If you care about westerns or urban action movies, you care about the sound of gunfire. I love it when a filmmaker takes the time and effort to make the old blam-blam sound exactly right, or in some better-than-real-life way (like Michael Mann did with Tom Cruise‘s pistol shots in Collateral). And it always turns me off when gunfire sounds wrong. This hardly happens any more, but I was reminded last weekend as I watched John Sturges‘ The Magnificent Seven what really bad gunfire sounds like.
Then I remembered that I wrote about this very topic close to six years ago, so here ‘s the piece again.
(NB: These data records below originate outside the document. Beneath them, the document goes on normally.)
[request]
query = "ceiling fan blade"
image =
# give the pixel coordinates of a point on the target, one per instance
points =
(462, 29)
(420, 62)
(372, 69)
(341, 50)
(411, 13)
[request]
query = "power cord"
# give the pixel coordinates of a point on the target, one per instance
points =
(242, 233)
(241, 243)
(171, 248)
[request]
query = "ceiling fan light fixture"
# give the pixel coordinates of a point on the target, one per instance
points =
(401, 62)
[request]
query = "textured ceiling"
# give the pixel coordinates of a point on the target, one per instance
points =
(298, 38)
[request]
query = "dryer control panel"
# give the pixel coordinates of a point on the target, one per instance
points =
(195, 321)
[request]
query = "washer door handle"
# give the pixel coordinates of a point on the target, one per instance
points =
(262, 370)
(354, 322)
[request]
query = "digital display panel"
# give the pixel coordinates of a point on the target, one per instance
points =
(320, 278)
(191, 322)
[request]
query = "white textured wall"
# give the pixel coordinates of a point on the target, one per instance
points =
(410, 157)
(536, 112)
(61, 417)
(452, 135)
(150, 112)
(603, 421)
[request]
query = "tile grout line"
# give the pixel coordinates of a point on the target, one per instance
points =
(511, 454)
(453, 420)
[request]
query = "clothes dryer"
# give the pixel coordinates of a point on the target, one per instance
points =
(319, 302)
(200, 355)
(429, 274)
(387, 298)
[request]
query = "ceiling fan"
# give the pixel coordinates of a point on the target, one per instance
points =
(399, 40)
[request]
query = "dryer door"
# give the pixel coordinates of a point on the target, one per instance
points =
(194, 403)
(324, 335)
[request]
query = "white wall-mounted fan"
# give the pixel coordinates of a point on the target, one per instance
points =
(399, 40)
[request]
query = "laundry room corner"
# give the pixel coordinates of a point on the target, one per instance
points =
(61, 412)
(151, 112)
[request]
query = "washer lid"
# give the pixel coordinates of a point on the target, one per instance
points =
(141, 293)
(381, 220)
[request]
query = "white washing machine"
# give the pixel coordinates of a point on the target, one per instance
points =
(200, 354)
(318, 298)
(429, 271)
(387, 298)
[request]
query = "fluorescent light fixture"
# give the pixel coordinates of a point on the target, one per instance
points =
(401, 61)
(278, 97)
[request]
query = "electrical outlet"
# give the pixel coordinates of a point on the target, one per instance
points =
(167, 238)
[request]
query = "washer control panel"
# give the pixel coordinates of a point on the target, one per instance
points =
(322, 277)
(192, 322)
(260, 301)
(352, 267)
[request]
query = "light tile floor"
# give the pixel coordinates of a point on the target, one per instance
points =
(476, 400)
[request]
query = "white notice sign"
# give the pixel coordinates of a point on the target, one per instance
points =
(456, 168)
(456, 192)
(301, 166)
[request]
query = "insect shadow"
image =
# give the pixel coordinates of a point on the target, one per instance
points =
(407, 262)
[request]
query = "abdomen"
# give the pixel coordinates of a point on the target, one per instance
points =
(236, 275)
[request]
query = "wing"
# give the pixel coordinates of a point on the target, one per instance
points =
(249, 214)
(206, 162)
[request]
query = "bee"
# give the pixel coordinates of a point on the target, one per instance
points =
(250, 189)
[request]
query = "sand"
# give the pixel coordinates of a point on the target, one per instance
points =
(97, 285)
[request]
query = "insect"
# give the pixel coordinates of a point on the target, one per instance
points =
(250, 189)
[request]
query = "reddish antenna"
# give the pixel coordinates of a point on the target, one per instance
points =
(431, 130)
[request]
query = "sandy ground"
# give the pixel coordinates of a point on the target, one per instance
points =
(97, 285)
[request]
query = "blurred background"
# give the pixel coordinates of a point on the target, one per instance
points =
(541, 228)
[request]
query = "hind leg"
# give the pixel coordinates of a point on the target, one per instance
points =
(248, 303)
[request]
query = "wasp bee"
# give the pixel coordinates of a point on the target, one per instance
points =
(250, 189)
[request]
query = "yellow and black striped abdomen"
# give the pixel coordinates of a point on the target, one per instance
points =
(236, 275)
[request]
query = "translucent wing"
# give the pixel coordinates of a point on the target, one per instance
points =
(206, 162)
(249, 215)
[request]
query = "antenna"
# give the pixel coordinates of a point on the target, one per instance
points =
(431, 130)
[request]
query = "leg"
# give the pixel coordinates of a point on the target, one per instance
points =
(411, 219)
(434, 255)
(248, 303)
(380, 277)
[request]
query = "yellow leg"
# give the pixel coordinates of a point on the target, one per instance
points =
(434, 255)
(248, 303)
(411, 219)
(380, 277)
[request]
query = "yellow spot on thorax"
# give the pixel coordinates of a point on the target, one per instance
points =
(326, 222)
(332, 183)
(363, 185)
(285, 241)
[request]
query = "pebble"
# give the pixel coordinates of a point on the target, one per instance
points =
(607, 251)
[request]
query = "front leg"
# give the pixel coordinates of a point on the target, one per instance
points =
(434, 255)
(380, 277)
I’m figuring some of the present-tense readers weren’t around back then, so here, in honor of Nick Nolte‘s journalist character in I Love Trouble, is a Reel.com re-run.
“Good work has gone into MGM Home Video’s DVD of The Magnificent Seven,” I began. “The 1960 Western didn’t create a huge stir initially but has since become a kind of cult flick, particularly beloved by boomer critics and filmmakers who were kids when they first saw it.
“But the sound of the gunfire in this film is wrong. I would even say irritating. Every time an acto rin that film shoots a rifle or a handgun, we hear the exact same report — a three-syllable sound that phonetically translates as ‘guh-BACH-owhl.’ Most of you know this sound. You’ve heard it in a hundred other westerns (cheaper ones, usually) and ‘guh-BACH-owhl’ is its name.
“I’ve shot pistols and rifles and M-16s and machine guns, and none of them went ‘guh-BACH-owhl’ when I pulled the trigger. They usually go “Bauhlnt!” but shortly, succinctly. Another sound I’ve heard from live guns is “Puhng!”
“One of the least accurate-sounding gunfire recreations you’ll ever hear on a soundtrack is in George Stevens‘ Shane, although it’s absolutely one of the coolest. The guns in that film roar like cannons inside an echo chamber. Warren Beatty once said in a documentary about Stevens’ life (George Stevens: A Filmmaker’s Journey) that he tried to recreate this same sound for Bonnie and Clyde.
“Beatty understood how great the Shane guns sounded and cared enough to make the effort to reproduce them. Sturges never went that deep. There are about 145 ‘guh-BACH-owhl’ shots in The Magnificent Seven, and by the time you hear 40 or 50 it starts to get bothersome. I don’t mean to sound petty or obsessive, but when you’re doing a Western you have to get this stuff right.”